Life in the ghetto was little more than a bleak existence that bordered upon and sometimes crossed over into death. Hunger and sickness were constants. There were regular, indiscriminate executions by the SS. Despair was everywhere. The passive resigned themselves to their fate while the more desperate became part of a growing resistance movement. Szpilman was separated from his family and ended up in a work crew. His family was loaded into a boxcar and shipped to a death camp. Szpilman escaped from the work crew and with the help of the resistance, he was moved from one safe house to the next. In one of these apartments there was a piano. He was tempted to play (and blow his cover), but he satisfied himself to open the keyboard and mimic playing as the music ran through his mind.
By 1944, the Germans’ hold on the city was slipping as the Russians were just outside of Warsaw. Most of the city lay in ruins. Szpilman had lost contact with the resistance and taken refuge in attic of a building. To his misfortune, a detachment of Germans made the building their temporary headquarters. One of the officers discovered Szpilman in the attic. He asked him what he does and he told them he was a pianist.
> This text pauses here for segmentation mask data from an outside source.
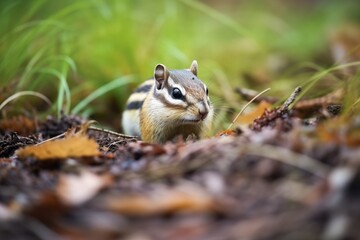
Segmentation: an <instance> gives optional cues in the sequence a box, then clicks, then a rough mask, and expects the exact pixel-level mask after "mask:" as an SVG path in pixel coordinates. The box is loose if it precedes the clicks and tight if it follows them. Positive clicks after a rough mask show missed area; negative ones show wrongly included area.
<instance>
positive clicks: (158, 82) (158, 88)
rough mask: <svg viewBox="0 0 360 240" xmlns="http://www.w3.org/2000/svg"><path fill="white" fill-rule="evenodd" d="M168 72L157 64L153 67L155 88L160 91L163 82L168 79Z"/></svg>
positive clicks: (166, 70) (167, 70)
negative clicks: (153, 67) (157, 89)
mask: <svg viewBox="0 0 360 240" xmlns="http://www.w3.org/2000/svg"><path fill="white" fill-rule="evenodd" d="M169 75H170V74H169V71H168V70H167V69H166V67H165V65H164V64H158V65H156V66H155V70H154V78H155V80H156V82H155V83H156V88H157V89H158V90H160V89H161V88H162V87H163V86H164V81H166V80H167V79H168V78H169Z"/></svg>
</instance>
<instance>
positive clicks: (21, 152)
mask: <svg viewBox="0 0 360 240" xmlns="http://www.w3.org/2000/svg"><path fill="white" fill-rule="evenodd" d="M16 153H17V155H18V156H19V157H20V158H27V157H34V158H36V159H37V160H47V159H59V158H61V159H64V158H69V157H72V158H77V157H92V156H98V155H99V154H100V151H99V146H98V144H97V143H96V142H95V140H93V139H89V138H88V137H87V136H86V135H79V134H78V135H72V136H68V137H66V138H63V139H56V140H53V141H49V142H45V143H42V144H40V145H34V146H27V147H24V148H21V149H19V150H18V151H17V152H16Z"/></svg>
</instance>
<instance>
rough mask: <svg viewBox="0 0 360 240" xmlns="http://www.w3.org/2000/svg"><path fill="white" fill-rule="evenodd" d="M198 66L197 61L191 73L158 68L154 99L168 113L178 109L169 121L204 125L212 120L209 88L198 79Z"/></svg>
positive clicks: (180, 122) (164, 66)
mask: <svg viewBox="0 0 360 240" xmlns="http://www.w3.org/2000/svg"><path fill="white" fill-rule="evenodd" d="M197 73H198V64H197V62H196V61H195V60H194V61H193V62H192V64H191V66H190V69H186V70H168V69H167V68H166V67H165V65H163V64H158V65H156V67H155V72H154V78H155V87H154V95H155V96H156V98H158V100H159V101H161V102H162V104H163V105H164V107H165V108H166V109H169V111H170V112H171V110H174V109H176V110H177V112H176V114H174V115H173V116H172V115H171V114H169V118H168V119H169V120H170V121H173V122H174V124H179V125H181V124H201V123H203V122H204V121H206V120H210V121H211V118H212V106H211V103H210V99H209V91H208V88H207V87H206V85H205V84H204V83H203V82H202V81H201V80H200V79H199V78H198V77H197Z"/></svg>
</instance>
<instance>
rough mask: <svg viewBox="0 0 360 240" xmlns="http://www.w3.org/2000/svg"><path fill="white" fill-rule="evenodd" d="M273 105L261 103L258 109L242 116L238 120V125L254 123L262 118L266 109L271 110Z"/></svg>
mask: <svg viewBox="0 0 360 240" xmlns="http://www.w3.org/2000/svg"><path fill="white" fill-rule="evenodd" d="M270 108H271V104H270V103H268V102H266V101H261V102H260V103H259V104H258V105H257V107H256V108H255V109H254V110H253V111H251V112H250V113H248V114H244V115H242V116H240V117H239V118H238V119H237V120H236V123H237V124H250V123H252V122H253V121H254V120H255V119H256V118H257V117H260V116H261V115H262V114H263V113H264V112H265V109H270Z"/></svg>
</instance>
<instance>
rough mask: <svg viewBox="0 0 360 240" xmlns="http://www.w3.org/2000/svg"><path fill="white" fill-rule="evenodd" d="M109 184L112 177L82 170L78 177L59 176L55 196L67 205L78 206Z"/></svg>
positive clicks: (68, 175) (107, 185)
mask: <svg viewBox="0 0 360 240" xmlns="http://www.w3.org/2000/svg"><path fill="white" fill-rule="evenodd" d="M111 183H112V177H111V176H110V175H108V174H104V175H96V174H94V173H92V172H90V171H85V170H83V171H81V172H80V174H79V175H74V174H71V175H70V174H63V175H60V177H59V183H58V185H57V187H56V194H57V196H58V197H59V198H60V200H61V201H62V202H63V203H65V204H67V205H80V204H82V203H84V202H86V201H88V200H89V199H91V198H92V197H94V196H95V195H96V194H97V193H98V192H99V191H100V190H101V189H103V188H104V187H106V186H108V185H109V184H111Z"/></svg>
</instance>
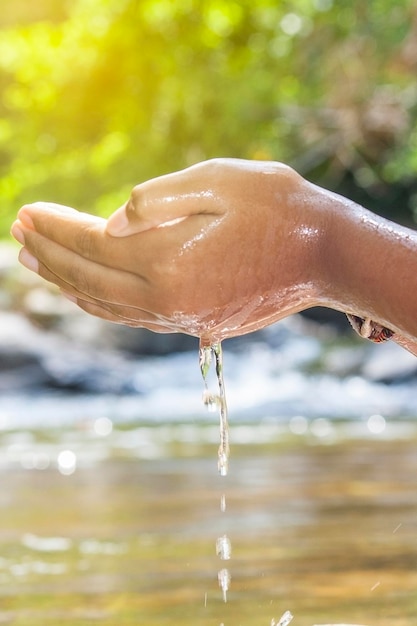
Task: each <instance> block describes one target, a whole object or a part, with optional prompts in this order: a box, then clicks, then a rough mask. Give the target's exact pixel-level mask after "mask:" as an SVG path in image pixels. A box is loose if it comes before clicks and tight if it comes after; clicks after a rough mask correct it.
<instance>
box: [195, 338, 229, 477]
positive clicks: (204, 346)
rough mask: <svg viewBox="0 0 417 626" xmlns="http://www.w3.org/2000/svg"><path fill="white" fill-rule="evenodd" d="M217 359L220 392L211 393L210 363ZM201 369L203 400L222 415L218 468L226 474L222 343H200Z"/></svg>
mask: <svg viewBox="0 0 417 626" xmlns="http://www.w3.org/2000/svg"><path fill="white" fill-rule="evenodd" d="M213 357H214V361H215V367H216V377H217V385H218V389H219V392H218V394H215V393H211V392H210V391H209V389H208V383H207V376H208V373H209V371H210V365H211V363H212V361H213ZM200 369H201V374H202V376H203V380H204V385H205V390H204V394H203V402H204V404H205V405H206V406H207V407H208V409H209V411H215V410H218V411H219V415H220V445H219V451H218V469H219V472H220V474H221V476H226V475H227V472H228V468H229V425H228V422H227V404H226V393H225V388H224V379H223V354H222V346H221V343H220V342H218V343H214V344H212V345H209V346H205V345H202V344H201V343H200Z"/></svg>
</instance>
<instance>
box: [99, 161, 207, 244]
mask: <svg viewBox="0 0 417 626" xmlns="http://www.w3.org/2000/svg"><path fill="white" fill-rule="evenodd" d="M214 199H215V194H213V191H212V189H211V187H210V184H208V181H207V180H206V179H205V176H204V168H202V167H196V166H194V167H192V168H188V169H186V170H182V171H180V172H175V173H173V174H167V175H165V176H161V177H159V178H154V179H152V180H149V181H147V182H146V183H142V184H141V185H137V186H136V187H134V189H133V191H132V194H131V196H130V198H129V200H128V201H127V202H126V204H125V205H123V206H122V207H120V209H117V211H115V212H114V213H113V215H111V216H110V217H109V219H108V222H107V232H108V234H109V235H112V236H113V237H127V236H129V235H134V234H135V233H140V232H143V231H145V230H150V229H151V228H161V227H163V226H172V225H174V224H177V223H178V222H180V221H182V220H185V219H186V218H187V217H189V216H191V215H196V214H207V213H215V214H216V213H218V212H219V207H216V206H214V205H215V204H216V203H215V202H214Z"/></svg>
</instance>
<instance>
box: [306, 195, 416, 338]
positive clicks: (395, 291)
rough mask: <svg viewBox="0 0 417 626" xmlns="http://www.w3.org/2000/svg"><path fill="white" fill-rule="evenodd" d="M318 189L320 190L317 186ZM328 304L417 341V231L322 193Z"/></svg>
mask: <svg viewBox="0 0 417 626" xmlns="http://www.w3.org/2000/svg"><path fill="white" fill-rule="evenodd" d="M316 189H317V188H316ZM319 198H320V201H321V203H322V207H323V206H324V207H327V210H326V215H327V228H326V236H325V238H324V239H323V245H322V250H321V264H322V276H323V284H322V285H321V293H322V296H323V304H325V305H327V306H331V307H333V308H336V309H339V310H342V311H345V312H347V313H353V314H355V315H359V316H361V317H365V318H368V317H370V318H371V319H372V320H374V321H375V322H378V323H380V324H382V325H384V326H387V327H388V328H391V329H392V330H393V331H394V332H395V333H399V334H400V335H403V336H405V337H408V338H410V339H411V340H416V339H417V233H416V232H414V231H412V230H410V229H407V228H404V227H401V226H399V225H397V224H394V223H392V222H389V221H388V220H385V219H383V218H381V217H379V216H376V215H374V214H373V213H370V212H369V211H367V210H366V209H363V208H362V207H360V206H359V205H357V204H355V203H353V202H350V201H348V200H346V199H345V198H342V197H340V196H338V195H336V194H332V193H330V192H327V191H325V190H320V193H319V196H318V197H317V198H316V199H315V202H317V201H319Z"/></svg>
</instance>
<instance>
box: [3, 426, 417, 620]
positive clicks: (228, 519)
mask: <svg viewBox="0 0 417 626" xmlns="http://www.w3.org/2000/svg"><path fill="white" fill-rule="evenodd" d="M372 423H374V425H375V424H378V423H379V424H380V420H379V421H378V419H376V420H374V421H373V422H371V425H372ZM293 426H294V424H293ZM319 426H320V425H318V424H317V423H316V424H313V423H311V424H307V427H306V429H305V432H303V433H301V434H299V433H297V432H294V431H292V430H291V429H290V428H288V427H284V426H283V425H276V424H275V425H274V424H273V423H264V424H259V426H256V427H254V426H249V425H244V426H238V425H233V426H232V434H233V449H232V452H233V471H230V473H229V475H228V476H227V477H220V476H219V475H218V473H217V471H216V467H215V463H214V464H213V450H214V451H215V449H216V445H217V443H218V430H217V429H214V431H213V429H212V427H207V426H206V427H197V426H196V425H177V426H172V425H171V426H170V427H167V426H164V427H156V428H146V427H139V428H130V429H128V430H123V429H120V428H113V429H112V428H109V424H108V423H107V427H106V429H105V431H106V432H105V433H104V434H103V433H102V432H101V431H100V428H99V429H98V430H99V432H97V430H96V429H95V428H94V425H92V426H91V427H88V426H86V427H85V429H84V430H82V431H81V430H80V431H78V432H74V431H71V432H69V431H67V432H56V433H55V434H54V433H52V434H51V433H50V432H49V431H46V432H38V433H29V432H27V433H13V432H3V433H2V435H1V437H0V446H1V455H0V468H1V472H2V489H1V491H0V507H1V509H0V510H1V525H0V542H1V552H0V591H1V605H0V623H6V624H7V623H16V624H19V626H20V625H29V624H30V626H37V625H39V626H40V625H42V626H44V625H45V624H54V625H55V624H58V623H60V624H61V623H62V624H69V625H72V624H74V625H75V624H77V625H78V626H80V625H84V624H103V625H106V626H107V625H112V626H116V625H122V626H123V625H125V624H126V625H127V624H129V625H130V624H137V625H139V624H140V625H142V624H143V625H146V626H161V625H162V624H169V625H172V626H180V625H181V626H196V625H198V626H219V624H224V626H270V625H271V623H275V624H279V623H280V619H281V616H284V615H285V613H286V611H290V612H291V613H292V614H293V615H294V619H293V621H292V622H291V626H313V624H342V623H345V624H367V625H368V626H415V623H416V615H417V593H416V590H417V542H416V536H417V428H416V426H414V425H412V424H398V425H397V426H398V427H397V426H396V425H395V424H390V423H388V424H386V427H385V428H384V429H383V430H382V431H381V432H379V433H378V432H372V430H371V428H370V427H369V425H368V424H367V423H363V424H358V423H356V424H355V425H353V424H352V425H351V424H344V425H343V424H340V425H337V426H336V425H334V424H332V425H331V426H330V427H329V426H328V424H327V425H326V424H321V427H319ZM324 426H326V428H324ZM299 427H300V424H298V426H297V428H298V429H299ZM297 428H296V430H297ZM302 430H304V429H302ZM376 430H378V428H376ZM100 433H101V434H100ZM262 433H263V435H262ZM388 435H389V436H388ZM69 452H71V455H72V456H71V455H70V454H68V453H69ZM214 455H215V452H214ZM59 459H61V460H59ZM63 459H64V461H65V459H66V461H65V462H63ZM71 459H72V461H71ZM70 461H71V462H70ZM63 467H64V468H67V469H68V468H70V467H71V468H72V471H71V472H70V471H62V468H63ZM226 499H227V508H226V509H225V511H224V512H223V513H221V512H220V510H219V501H220V502H225V501H226ZM219 537H220V538H227V537H231V538H232V540H233V559H232V560H231V561H228V562H227V563H228V570H229V574H230V576H231V579H232V581H233V584H232V585H231V586H230V589H229V590H228V592H227V600H228V602H227V603H226V604H225V603H224V601H223V597H222V590H221V589H219V586H218V580H217V576H218V571H219V556H218V555H217V554H216V550H215V549H213V546H215V545H216V541H217V539H218V538H219ZM227 546H228V544H227V542H223V544H222V549H225V550H226V552H227ZM229 564H230V565H229Z"/></svg>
There was a piano in the building and he told him to play and he complied. Satisfied, the officer not only spared his life but brought food to him. Soon after, the Germans vacated the building, the Russians took over the city, and Szpliman’s harrowing ordeal was at last over.
At the radio station, at the safe house, at a deserted hospital, under the scrutiny of a German officer, the movie makes it clear that Szpilman stayed true to his calling and played his music (even when he was only pretending to be playing). When the war was over, he returned to the radio station and began playing the same piece of music (Chopin’s Nocturne), that he was playing six years before when the station went off the air. Music not only sustained his life but in the end, it saved his life.
Is there no lesson here for the people of God? Down through the centuries the church has known the approval of the world as well as its disapproval. It has received praise as well as persecution. These will come and go, but what cannot change is the song we have to sing. It is the melody that reverberated through the catacombs, sounded off of prison walls, and furnished the final notes for the words of martyrs. William Cowper had it right when he wrote:
There is a fountain filled with blood
Drawn from Emmanuel’s veins;
And sinners plunged beneath that flood
Lose all their guilty stains.
Ever since, by faith, I saw the stream
Thy flowing wounds supply,
Redeeming love has been my theme,
And shall be till I die.
Wherever life finds you, you need to remember your song. You need to sing it. The world needs to hear it. God is worthy of it.